24.              Novopharm a fabriqué ou avait fait fabriquer ou a importé ou avait fait importer de la rosuvastatine, de la rosuvastatine calcique et des compositions pharmaceutiques contenant de la rosuvastatine calcique ainsi qu’un excipient acceptable du point de vue pharmaceutique.
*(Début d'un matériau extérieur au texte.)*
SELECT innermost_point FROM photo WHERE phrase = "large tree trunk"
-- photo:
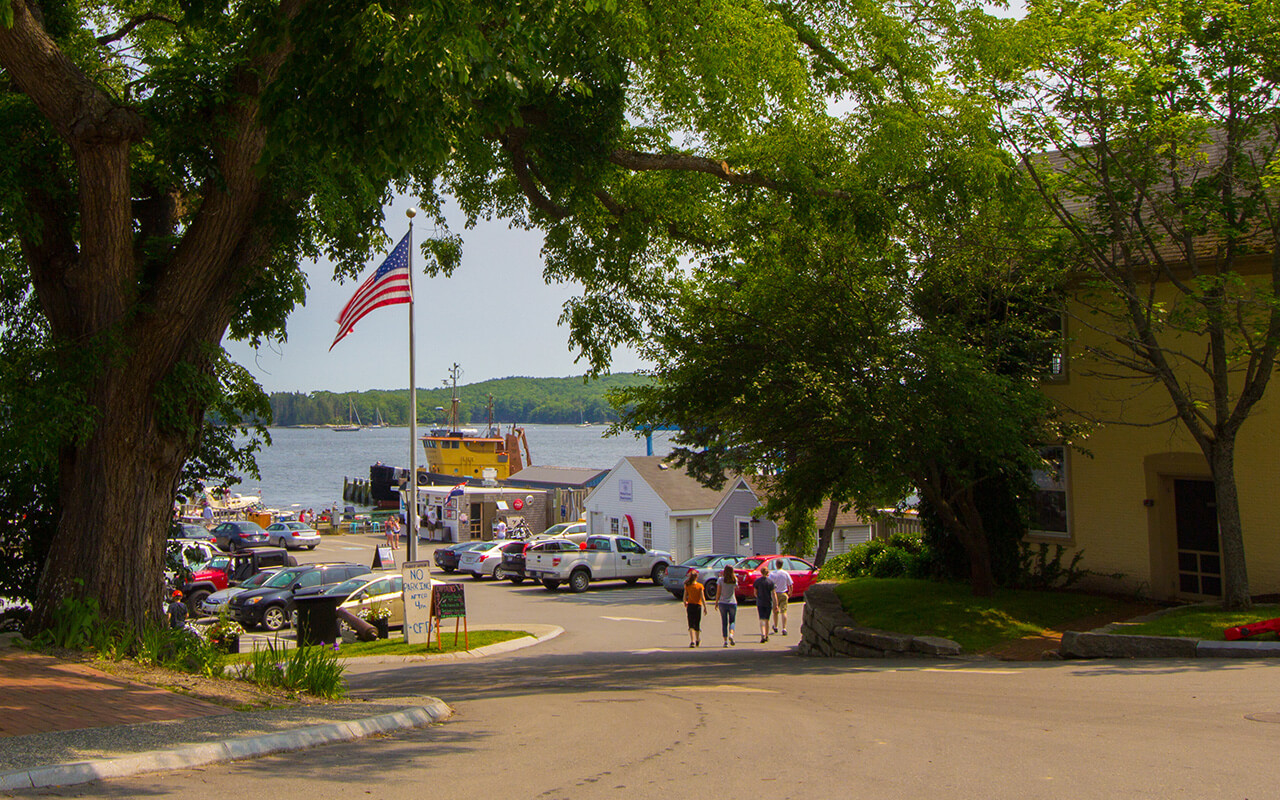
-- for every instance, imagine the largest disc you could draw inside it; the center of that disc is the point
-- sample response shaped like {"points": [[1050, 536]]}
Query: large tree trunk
{"points": [[1235, 572], [117, 490], [959, 515], [824, 534]]}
Ces compositions pharmaceutiques sont utilisées comme inhibiteurs de l’HMG-CoA réductase et servent au traitement de l’hypercholestérolémie, de l’hyperlipoprotéinémie et de l’athérosclérose.

 

25.              Novopharm a soumis à Santé Canada une présentation abrégée de drogue nouvelle (« PADN ») le 29 août 2008 afin d’obtenir un avis de conformité (« AC ») portant sur des comprimés de rosuvastatine calcique, dans lequel elle comparait ses comprimés aux comprimés de CRESTOR fabriqués par AstraZeneca Canada.

 

26.              NOVO-ROSUVASTATIN est la marque nominative utilisée par Novopharm pour ses comprimés de rosuvastatine calcique.

 

27.              Novopharm a fabriqué ou avait fait fabriquer ou a importé ou avait fait importer de la rosuvastatine, de la rosuvastatine calcique et NOVO‑ROSUVASTATIN pour usage commercial.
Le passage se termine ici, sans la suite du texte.